Il presidente della Catalogna potrebbe presentare oggi al 'Parlament' una dichiarazione di indipendenza con effetti "progressivi" e con la previsione di avviare in Catalogna un "processo costituente". A riferirlo l'agenzia spagnola Efe che cita diverse fonti secessioniste. La dichiarazione di Puigdemont - secondo queste fonti - non sarà sottoposta a un voto del 'Parlament', esprimerà la volontà di dialogo con il governo nazionale e ribadirà la richiesta di trovare una mediazione.

PP: PUIGDEMONT RISCHIA CELLA - Il vicesegretario del Pp Pablo Casado ha lanciato un duro monito al presidente catalano avvertendolo che se dichiara l'indipendenza rischia di finire in carcere come il suo predecessore Lluis Companys che tentò di proclamarla nel 1934. "Speriamo che domani non dichiari nulla, ha detto Casado, perché rischia di finire come chi lo ha fatto 34 anni fa". Nel 1934 la 'repubblica catalana' durò 11 ore e venne soffocata dall'esercito spagnolo. Companys e i suoi ministri vennero arrestati e condannati al carcere.

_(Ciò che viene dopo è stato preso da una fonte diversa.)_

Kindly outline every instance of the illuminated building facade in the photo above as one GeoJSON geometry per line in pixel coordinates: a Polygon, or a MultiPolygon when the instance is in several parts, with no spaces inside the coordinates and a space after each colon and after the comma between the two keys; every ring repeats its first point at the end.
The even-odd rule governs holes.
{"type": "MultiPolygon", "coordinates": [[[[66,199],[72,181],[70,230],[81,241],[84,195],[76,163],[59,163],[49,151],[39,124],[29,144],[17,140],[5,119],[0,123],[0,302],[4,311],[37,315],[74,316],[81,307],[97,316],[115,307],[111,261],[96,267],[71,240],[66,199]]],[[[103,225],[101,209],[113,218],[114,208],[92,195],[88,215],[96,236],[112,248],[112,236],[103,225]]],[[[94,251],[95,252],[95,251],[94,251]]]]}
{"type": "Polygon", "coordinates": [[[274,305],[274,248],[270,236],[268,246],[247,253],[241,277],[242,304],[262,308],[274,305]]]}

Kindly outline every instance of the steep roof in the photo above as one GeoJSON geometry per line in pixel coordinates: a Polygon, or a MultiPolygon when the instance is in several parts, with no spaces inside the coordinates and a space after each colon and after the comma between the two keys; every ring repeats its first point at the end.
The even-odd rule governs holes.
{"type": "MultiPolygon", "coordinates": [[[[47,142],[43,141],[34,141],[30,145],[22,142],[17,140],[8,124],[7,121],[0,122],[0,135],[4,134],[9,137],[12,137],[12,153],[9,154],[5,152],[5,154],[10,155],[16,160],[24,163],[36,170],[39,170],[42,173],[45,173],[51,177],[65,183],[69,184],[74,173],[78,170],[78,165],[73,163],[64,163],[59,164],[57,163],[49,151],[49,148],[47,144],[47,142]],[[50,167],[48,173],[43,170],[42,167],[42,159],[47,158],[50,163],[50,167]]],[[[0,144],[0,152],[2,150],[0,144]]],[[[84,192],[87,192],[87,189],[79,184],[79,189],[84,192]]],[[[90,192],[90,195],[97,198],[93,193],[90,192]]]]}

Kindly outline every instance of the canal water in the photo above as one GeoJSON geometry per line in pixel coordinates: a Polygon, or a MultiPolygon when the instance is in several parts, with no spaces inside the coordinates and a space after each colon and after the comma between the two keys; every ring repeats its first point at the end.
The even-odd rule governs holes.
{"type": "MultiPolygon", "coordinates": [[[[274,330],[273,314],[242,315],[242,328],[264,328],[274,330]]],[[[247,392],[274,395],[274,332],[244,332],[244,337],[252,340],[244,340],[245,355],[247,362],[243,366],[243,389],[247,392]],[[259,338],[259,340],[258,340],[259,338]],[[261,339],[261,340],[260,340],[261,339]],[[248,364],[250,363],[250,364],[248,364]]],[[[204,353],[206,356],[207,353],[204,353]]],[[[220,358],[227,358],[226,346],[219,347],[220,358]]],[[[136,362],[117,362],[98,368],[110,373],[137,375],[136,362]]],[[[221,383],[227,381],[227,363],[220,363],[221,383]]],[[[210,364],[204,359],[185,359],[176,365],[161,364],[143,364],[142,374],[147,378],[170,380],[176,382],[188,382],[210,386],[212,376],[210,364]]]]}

Intanto in queste ore il premier Mariano Rajoy, in un'intervista al Pais, ha lanciato un appello ai catalani "moderati" affinchè si allontanino dagli "estremisti", dai "radicali" e dalla "Cup", partito di sinistra indipendentista. Il presidente della Generalitat Carles Puigdemont parlerà fra tre giorni al parlamento catalano, con con l'eventualità non remota di una possibile proclamazione dell'indipendenza.